Last opportunity to see the Vermeer exhibiton at late night openings

Record numbers of visitors to the Vermeer Exhibition at the Fitzwilliam Museum have prompted late night openings for the final two weeks - don't miss it!

Vermeer’s Women: Secrets and Silence has achieved record-breaking attendance figures at the Fitzwilliam Museum, Cambridge, with over 130,000 visitors to the Museum since the exhibition opened in October. Due to the high demand, from the 3rd of January the Museum is introducing later opening hours to enable local audiences and visitors from London and abroad to see the show.

The exhibition focuses on the 17th-century Dutch master Johannes Vermeer and explores the mysterious appeal of the women in his paintings, contrasting four of his works with 28 paintings by other master painters of the Dutch Golden Age.

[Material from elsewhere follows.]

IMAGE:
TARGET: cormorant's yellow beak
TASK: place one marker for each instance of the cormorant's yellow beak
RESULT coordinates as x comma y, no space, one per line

Featuring Vermeer’s The Lacemaker from the Musée du Louvre on view in the UK for the first time, the exhibition has broken all records of visitor attendance averaging between 9,000 and 12,000 visitors each week and achieving exceptional national and international press acclaim with coverage from London to New York and as far as Japan.

Given this high demand, the Museum will extend its temporary exhibition opening hours by an extra two hours to 7pm on Tuesday to Fridays and an extra hour to 6pm on Saturdays and Sundays between 3 and 15 January.

During the extended opening hours the Courtyard entrance of the Museum will be open to allow visitors into its temporary exhibition space and the 20th century Galleries, where visitors can see Vermeer’s Women and another major exhibition Splendour & Power: Imperial Treasures from Vienna (closes 15 January).

The Director of the Fitzwilliam Museum, Dr Timothy Potts commented: “We are delighted that Vermeer’s Women has been such an unprecedented success; this is the first time any exhibition at the Fitzwilliam has achieved over 100,000 visitors and there are still some weeks to go. The critical and popular acclaim for Vermeer has been universal, and the catalogue too has received rave reviews. The increased opening hours will make it easier for people who work to visit, and for those who have already seen it once to do so again at a quieter time of day when there will be more space to view the works.”

About the exhibition
Women are one of the key subjects in Vermeer’s works: whether gazing out wistfully at the viewer, or focusing on an activity with an almost eerie calm, they possess a powerful allure. This exhibition at the Fitzwilliam Museum is the first to focus on Vermeer’s domestic interiors and, by examining them in the context of paintings by other Dutch Golden Age masters, explores the enigma of these women who seem crystallised in a moment in time.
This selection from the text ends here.